Tips for working with meshes and lace
- Make practice tests on scraps so you are familiar with what works best.
- Test for stitch length, needle size, edge finishes, seam finishes, iron temperature (will your iron melt the fabric?), what is the hottest temperature you can use without harming the fabric, how long can you leave the iron on the fabric.
- Sewing on these light fabrics takes a light hand. I do a lot of pfutzing and patting the fabric in place.
- Because these fabrics do not ravel, you can use a combination of raw and finished edges. In the little cardigans shown above and below, the neck edge is raw, while the hems are finished.
Helpful Tools and Notions
- Walking foot
- Teflon sole plate for your iron
- Totally stable stabilizer: this is actually a light weight fusible stabilizer designed for machine embroidery but it works great with mesh/lace and knits if they stretch, distort, bunch up or get sucked down into the throat plate when machine stitching. Matte on one side, satin sheen on the other (this is the fusible side), I do not use the fusible option. I cut 1/2” - 1” strips and keep them at the sewing machine, then slip them in under the presser foot if I encounter any trouble while stitching. It tears away easily.
- Double needle
- Stick-on labels
Cutting and marking
- Mark the right side with stick on labels.
- Mark dots/notches with small clips. These can be hard to see, so I also mark using colored pencils, making just a small dot right at the cut edge...I know it is there so I can see it, and it will be trimmed away once the seam is sewn.
- In the photo below, I've marked notches/dots with a fine line chalker and different color dots for reference.
Seam Finishes & Stitching
- A walking foot makes stitching easy
- I like the look of a narrow seam that hardly shows when the garment is worn
- Stitch the seam and then serge close to the original stitching so the seam is narrow. You could also adjust the width of the serged edge to be narrower. Test first, some meshes/laces are better without the extra bulk of the serged threads
- Or, simply stitch a second line of stitching 1/4” from the first, then trim close to this stitching for a narrow seam that does not roll.
- No seam finish at all is also an option....these fabrics do not ravel.
- Stitch S L O W L Y because there are open areas on these fabrics and the thread could break. I find when I stitch slowly it works much better
- Pressing is really important. Test the heat of your iron to see what works best. Most meshes and laces are a blend of nylon and lycra, and if your iron is too hot they could melt. I use a teflon plate on my iron to prevent this.

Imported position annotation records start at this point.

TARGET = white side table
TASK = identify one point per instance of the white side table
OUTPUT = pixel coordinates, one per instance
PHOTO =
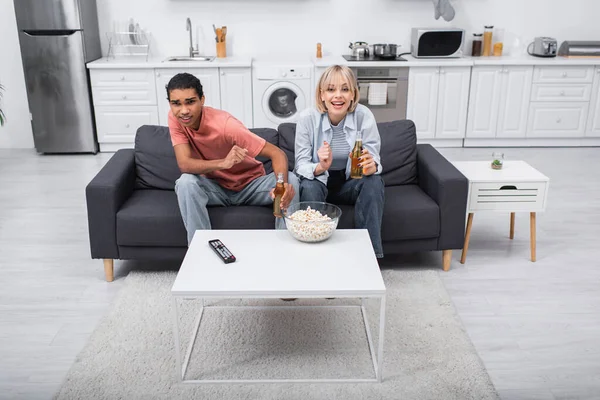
(516, 187)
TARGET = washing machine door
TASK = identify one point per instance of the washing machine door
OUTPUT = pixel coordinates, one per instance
(282, 101)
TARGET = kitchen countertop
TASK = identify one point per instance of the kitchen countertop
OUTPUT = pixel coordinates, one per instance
(457, 62)
(119, 63)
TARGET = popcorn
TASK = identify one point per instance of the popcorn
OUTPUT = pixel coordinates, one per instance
(302, 226)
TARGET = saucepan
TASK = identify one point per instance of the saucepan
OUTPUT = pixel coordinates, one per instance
(385, 50)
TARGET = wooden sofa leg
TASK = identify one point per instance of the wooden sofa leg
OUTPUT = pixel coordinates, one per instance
(109, 269)
(446, 258)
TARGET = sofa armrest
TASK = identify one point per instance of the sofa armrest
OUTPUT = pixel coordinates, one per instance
(105, 195)
(448, 187)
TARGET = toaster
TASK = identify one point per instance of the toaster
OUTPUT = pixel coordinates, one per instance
(543, 47)
(436, 42)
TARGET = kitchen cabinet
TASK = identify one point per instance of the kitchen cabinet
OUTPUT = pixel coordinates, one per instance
(123, 100)
(209, 78)
(236, 93)
(438, 101)
(593, 123)
(499, 101)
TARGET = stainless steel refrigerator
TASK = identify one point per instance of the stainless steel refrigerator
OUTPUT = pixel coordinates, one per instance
(58, 38)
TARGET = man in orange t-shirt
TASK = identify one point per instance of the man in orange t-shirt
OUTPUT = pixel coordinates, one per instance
(217, 154)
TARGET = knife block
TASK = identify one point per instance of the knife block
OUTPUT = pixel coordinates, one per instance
(221, 49)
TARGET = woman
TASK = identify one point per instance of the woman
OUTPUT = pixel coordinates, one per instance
(324, 139)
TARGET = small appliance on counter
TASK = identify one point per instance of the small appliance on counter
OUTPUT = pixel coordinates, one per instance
(543, 47)
(579, 48)
(437, 42)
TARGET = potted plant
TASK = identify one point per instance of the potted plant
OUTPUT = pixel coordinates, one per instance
(2, 116)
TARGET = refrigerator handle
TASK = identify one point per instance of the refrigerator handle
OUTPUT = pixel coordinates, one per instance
(56, 32)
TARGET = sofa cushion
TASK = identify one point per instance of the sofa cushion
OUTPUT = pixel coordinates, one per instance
(398, 152)
(271, 136)
(151, 218)
(409, 213)
(287, 142)
(155, 162)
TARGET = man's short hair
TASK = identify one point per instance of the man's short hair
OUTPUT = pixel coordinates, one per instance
(184, 81)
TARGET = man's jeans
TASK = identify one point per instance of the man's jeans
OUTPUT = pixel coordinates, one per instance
(367, 195)
(196, 192)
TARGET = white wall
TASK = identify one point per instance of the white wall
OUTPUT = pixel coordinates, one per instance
(293, 27)
(267, 27)
(16, 132)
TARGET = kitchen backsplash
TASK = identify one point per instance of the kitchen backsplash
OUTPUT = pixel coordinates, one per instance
(271, 27)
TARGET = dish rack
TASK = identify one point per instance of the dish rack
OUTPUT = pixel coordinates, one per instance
(128, 44)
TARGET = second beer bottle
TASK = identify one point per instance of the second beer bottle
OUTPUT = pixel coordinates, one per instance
(356, 171)
(279, 191)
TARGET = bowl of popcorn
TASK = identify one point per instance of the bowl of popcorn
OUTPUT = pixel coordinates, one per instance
(312, 221)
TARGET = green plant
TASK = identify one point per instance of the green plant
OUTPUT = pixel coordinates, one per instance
(2, 116)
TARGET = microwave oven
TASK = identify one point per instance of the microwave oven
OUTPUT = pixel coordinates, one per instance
(436, 42)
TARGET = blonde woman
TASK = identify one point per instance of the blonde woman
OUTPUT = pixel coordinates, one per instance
(324, 138)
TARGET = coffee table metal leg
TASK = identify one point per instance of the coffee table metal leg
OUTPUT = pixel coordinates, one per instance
(176, 337)
(463, 257)
(379, 374)
(532, 228)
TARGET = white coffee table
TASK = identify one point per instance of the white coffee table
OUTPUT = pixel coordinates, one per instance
(272, 264)
(516, 187)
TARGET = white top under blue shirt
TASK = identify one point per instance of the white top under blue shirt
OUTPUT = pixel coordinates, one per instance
(312, 128)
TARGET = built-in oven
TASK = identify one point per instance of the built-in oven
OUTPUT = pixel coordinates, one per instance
(384, 90)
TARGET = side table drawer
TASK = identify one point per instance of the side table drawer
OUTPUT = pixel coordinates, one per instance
(505, 196)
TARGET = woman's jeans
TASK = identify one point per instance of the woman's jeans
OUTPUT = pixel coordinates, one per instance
(366, 194)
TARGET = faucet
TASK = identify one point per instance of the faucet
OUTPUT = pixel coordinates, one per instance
(188, 27)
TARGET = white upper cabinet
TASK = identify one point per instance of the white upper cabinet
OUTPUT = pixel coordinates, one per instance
(593, 123)
(236, 93)
(209, 78)
(453, 95)
(499, 101)
(438, 101)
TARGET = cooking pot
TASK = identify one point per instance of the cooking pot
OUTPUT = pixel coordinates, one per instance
(359, 49)
(385, 50)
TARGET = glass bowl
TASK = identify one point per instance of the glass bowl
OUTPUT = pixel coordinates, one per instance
(315, 230)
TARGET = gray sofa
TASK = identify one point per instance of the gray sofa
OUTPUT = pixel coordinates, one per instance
(133, 211)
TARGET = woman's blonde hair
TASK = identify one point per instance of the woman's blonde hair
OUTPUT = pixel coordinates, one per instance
(332, 73)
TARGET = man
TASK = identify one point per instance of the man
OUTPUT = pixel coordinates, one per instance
(217, 154)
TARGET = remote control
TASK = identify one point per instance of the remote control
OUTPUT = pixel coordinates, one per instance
(222, 251)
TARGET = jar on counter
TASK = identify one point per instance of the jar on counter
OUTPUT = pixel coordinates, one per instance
(477, 44)
(487, 41)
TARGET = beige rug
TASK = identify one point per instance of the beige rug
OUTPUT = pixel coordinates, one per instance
(428, 355)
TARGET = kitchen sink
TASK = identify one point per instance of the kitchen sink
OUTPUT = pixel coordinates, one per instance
(188, 58)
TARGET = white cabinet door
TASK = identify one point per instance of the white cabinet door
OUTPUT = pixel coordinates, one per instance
(593, 124)
(423, 85)
(209, 78)
(117, 124)
(515, 92)
(483, 102)
(453, 100)
(236, 93)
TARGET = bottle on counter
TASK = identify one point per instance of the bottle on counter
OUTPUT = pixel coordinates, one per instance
(477, 44)
(487, 41)
(498, 42)
(355, 170)
(279, 192)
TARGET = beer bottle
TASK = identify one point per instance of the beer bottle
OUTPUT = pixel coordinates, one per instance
(279, 191)
(356, 171)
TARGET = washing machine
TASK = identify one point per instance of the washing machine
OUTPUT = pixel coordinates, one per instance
(280, 92)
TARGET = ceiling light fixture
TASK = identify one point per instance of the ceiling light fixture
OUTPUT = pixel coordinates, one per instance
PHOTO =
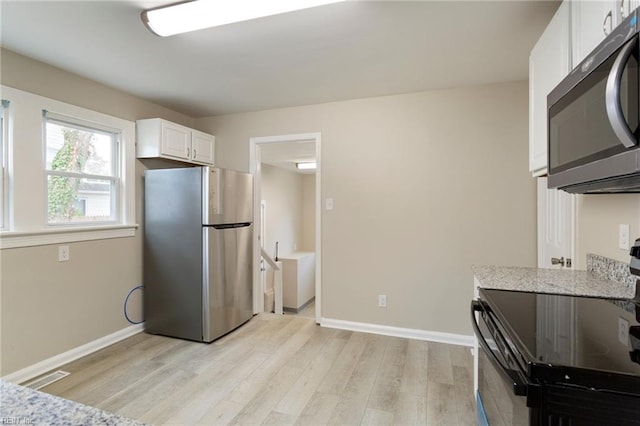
(311, 165)
(199, 14)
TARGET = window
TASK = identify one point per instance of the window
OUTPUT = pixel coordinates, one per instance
(81, 170)
(71, 173)
(4, 204)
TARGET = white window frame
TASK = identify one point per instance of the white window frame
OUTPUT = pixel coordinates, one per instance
(29, 220)
(115, 173)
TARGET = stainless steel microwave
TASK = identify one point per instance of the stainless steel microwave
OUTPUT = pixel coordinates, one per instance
(594, 119)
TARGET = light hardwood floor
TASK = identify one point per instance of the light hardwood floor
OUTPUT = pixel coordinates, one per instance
(279, 370)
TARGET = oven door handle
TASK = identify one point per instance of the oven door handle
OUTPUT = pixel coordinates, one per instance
(612, 96)
(519, 386)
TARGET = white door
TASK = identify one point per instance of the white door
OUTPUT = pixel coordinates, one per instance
(555, 227)
(262, 239)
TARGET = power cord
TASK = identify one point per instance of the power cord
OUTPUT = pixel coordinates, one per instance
(140, 287)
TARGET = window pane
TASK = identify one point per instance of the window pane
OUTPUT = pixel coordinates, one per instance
(79, 200)
(75, 149)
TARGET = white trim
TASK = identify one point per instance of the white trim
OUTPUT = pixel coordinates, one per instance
(64, 235)
(254, 159)
(57, 361)
(408, 333)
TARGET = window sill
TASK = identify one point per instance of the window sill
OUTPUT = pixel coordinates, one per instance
(9, 239)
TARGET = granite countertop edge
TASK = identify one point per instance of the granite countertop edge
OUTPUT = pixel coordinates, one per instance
(21, 405)
(595, 282)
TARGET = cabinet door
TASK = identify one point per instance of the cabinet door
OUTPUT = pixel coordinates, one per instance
(176, 140)
(202, 147)
(591, 21)
(548, 65)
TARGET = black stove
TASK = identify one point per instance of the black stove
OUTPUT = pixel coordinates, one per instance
(549, 359)
(581, 341)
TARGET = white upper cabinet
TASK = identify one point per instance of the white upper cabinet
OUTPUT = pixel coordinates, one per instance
(591, 22)
(202, 147)
(158, 138)
(549, 63)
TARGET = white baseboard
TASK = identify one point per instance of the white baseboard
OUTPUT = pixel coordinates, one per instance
(57, 361)
(409, 333)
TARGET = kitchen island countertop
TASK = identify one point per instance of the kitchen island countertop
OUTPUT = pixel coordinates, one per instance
(553, 281)
(21, 405)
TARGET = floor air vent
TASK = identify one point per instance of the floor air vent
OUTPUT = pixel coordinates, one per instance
(46, 380)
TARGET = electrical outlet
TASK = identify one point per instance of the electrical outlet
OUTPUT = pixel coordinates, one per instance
(63, 253)
(329, 203)
(623, 236)
(382, 300)
(623, 331)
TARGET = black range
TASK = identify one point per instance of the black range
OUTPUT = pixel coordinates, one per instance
(556, 359)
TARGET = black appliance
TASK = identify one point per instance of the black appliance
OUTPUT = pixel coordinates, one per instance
(594, 118)
(556, 359)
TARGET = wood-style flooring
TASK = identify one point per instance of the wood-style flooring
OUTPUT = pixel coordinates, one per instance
(277, 370)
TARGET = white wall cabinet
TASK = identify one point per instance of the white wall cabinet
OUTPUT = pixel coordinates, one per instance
(591, 21)
(158, 138)
(549, 63)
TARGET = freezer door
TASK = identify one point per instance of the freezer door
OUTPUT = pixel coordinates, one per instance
(228, 279)
(228, 196)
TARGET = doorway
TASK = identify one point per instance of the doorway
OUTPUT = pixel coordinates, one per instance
(294, 143)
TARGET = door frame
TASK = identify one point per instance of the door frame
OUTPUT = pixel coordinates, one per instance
(254, 167)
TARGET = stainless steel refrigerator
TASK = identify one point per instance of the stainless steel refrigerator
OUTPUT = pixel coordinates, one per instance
(197, 252)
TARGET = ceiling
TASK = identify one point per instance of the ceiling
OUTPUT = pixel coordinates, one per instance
(329, 53)
(285, 155)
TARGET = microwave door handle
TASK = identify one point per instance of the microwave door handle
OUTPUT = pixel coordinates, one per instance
(612, 97)
(519, 387)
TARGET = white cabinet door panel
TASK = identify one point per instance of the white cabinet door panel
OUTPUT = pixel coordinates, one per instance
(591, 21)
(203, 147)
(176, 140)
(548, 65)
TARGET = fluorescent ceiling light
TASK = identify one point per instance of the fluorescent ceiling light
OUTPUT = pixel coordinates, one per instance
(199, 14)
(311, 165)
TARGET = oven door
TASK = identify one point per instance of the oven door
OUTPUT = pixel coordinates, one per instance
(502, 386)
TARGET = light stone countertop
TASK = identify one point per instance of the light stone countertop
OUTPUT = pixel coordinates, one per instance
(554, 281)
(24, 406)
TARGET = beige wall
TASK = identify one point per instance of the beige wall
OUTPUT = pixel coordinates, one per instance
(49, 307)
(424, 185)
(598, 220)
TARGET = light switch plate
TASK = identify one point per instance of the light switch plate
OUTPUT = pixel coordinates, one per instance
(623, 331)
(623, 236)
(329, 203)
(63, 253)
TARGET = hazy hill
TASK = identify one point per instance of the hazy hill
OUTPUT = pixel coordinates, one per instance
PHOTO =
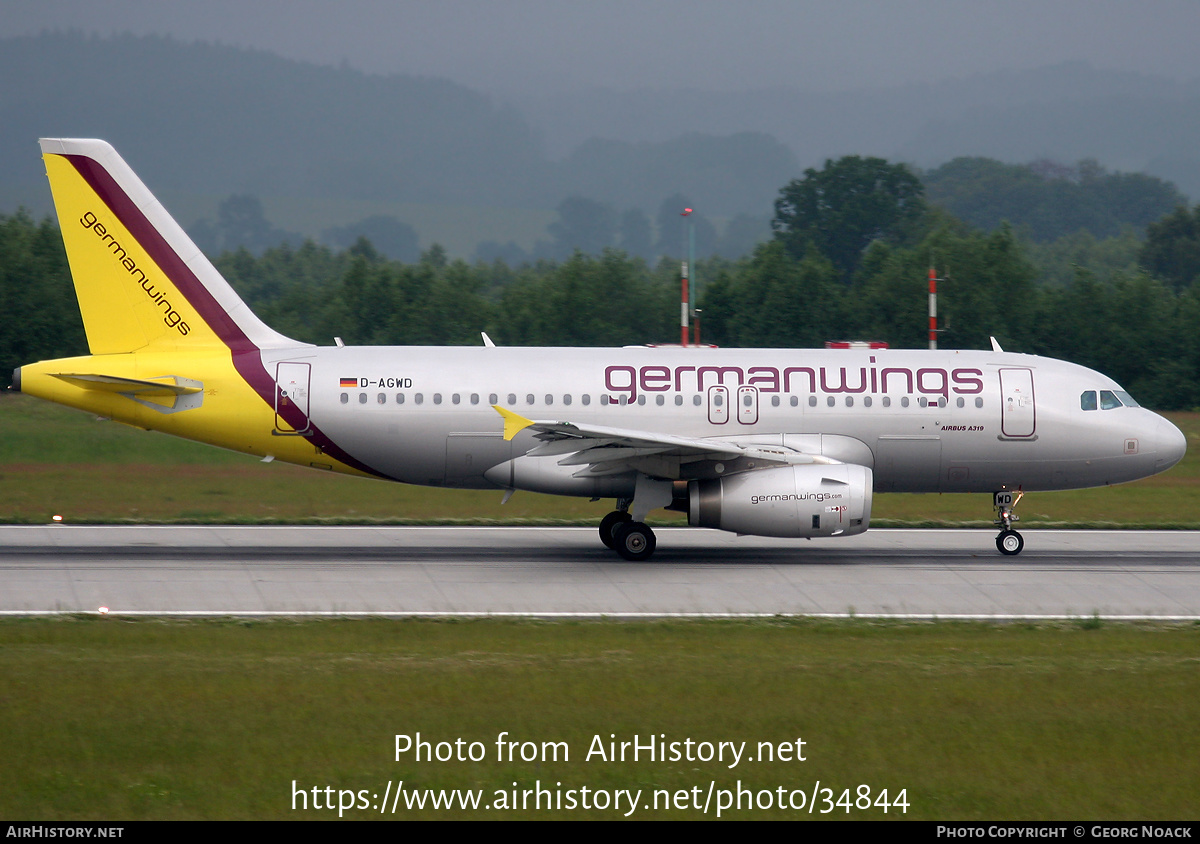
(199, 118)
(1068, 112)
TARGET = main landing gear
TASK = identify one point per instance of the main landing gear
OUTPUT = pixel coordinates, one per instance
(631, 539)
(1008, 542)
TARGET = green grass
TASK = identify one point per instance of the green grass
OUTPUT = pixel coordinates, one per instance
(54, 460)
(153, 719)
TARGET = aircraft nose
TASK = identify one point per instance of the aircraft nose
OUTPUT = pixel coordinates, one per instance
(1170, 444)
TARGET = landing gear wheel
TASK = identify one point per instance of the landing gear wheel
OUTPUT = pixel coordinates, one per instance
(609, 525)
(634, 540)
(1009, 543)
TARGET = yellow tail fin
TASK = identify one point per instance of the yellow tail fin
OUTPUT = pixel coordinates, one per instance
(141, 281)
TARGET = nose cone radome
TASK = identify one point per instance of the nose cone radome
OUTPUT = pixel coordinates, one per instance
(1170, 446)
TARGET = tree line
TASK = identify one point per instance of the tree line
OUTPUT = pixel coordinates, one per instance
(849, 259)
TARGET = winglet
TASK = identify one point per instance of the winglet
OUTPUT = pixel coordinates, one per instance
(514, 423)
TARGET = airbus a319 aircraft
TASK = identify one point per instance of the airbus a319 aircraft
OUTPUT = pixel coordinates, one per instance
(768, 442)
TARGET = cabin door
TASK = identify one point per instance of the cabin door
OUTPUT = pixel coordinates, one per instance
(292, 397)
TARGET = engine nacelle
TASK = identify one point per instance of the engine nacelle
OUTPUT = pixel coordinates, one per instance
(792, 501)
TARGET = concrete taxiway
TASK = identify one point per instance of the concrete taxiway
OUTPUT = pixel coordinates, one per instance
(551, 572)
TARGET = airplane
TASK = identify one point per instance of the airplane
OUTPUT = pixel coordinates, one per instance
(767, 442)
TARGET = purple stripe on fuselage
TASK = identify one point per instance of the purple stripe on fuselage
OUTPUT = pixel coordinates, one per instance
(247, 358)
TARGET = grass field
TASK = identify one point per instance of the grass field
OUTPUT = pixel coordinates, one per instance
(54, 460)
(153, 719)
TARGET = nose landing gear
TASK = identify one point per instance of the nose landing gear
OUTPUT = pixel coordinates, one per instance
(1008, 542)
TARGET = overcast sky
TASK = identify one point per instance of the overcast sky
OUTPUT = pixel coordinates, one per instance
(533, 46)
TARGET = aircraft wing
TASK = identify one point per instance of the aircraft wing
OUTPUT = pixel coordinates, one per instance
(603, 450)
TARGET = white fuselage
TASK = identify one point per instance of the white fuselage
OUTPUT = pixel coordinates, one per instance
(923, 421)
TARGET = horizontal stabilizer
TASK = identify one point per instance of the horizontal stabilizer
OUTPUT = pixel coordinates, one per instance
(165, 387)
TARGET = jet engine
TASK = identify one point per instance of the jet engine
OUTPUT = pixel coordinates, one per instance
(792, 501)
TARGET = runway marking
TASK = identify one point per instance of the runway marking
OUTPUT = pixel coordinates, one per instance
(600, 616)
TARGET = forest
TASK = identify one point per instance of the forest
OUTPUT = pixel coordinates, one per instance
(847, 258)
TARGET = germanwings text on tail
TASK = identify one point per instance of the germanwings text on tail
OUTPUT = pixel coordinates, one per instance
(768, 442)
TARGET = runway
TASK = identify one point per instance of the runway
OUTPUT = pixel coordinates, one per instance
(565, 572)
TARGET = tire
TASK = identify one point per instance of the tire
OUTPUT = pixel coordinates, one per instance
(1009, 543)
(634, 540)
(609, 525)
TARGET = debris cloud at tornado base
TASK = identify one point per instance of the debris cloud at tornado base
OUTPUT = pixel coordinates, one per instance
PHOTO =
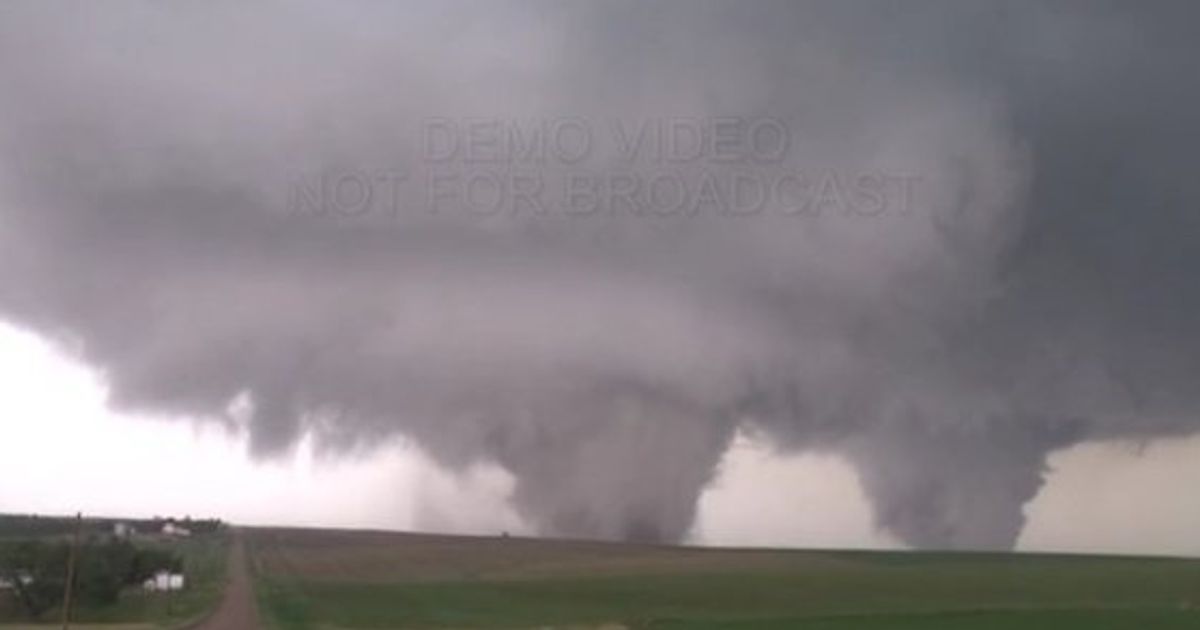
(975, 243)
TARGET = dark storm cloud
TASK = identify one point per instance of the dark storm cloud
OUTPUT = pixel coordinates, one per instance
(1038, 293)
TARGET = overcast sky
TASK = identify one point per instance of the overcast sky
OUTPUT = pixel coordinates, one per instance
(820, 273)
(72, 455)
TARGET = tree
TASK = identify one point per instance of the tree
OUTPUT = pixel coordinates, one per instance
(36, 573)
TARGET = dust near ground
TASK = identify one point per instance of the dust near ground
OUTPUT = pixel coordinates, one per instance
(238, 609)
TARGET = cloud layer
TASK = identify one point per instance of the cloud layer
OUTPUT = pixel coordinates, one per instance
(1035, 291)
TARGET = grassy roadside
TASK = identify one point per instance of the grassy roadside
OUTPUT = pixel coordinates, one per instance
(204, 563)
(352, 581)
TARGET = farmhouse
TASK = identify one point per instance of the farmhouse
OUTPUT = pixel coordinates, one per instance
(172, 529)
(165, 581)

- Because the fabrics are synthetics they don’t want to hold a press. I use a clapper a lot to get a firmer crisper edge...for instance on hems. I press, then simply place the wooden clapper on the pressed area and let it cool down. Works like a charm and builds in a memory even if the crease seems to disappear.
- I use an oak tag template made from a manila file folder with lines marked in pencil to get a straight even hem.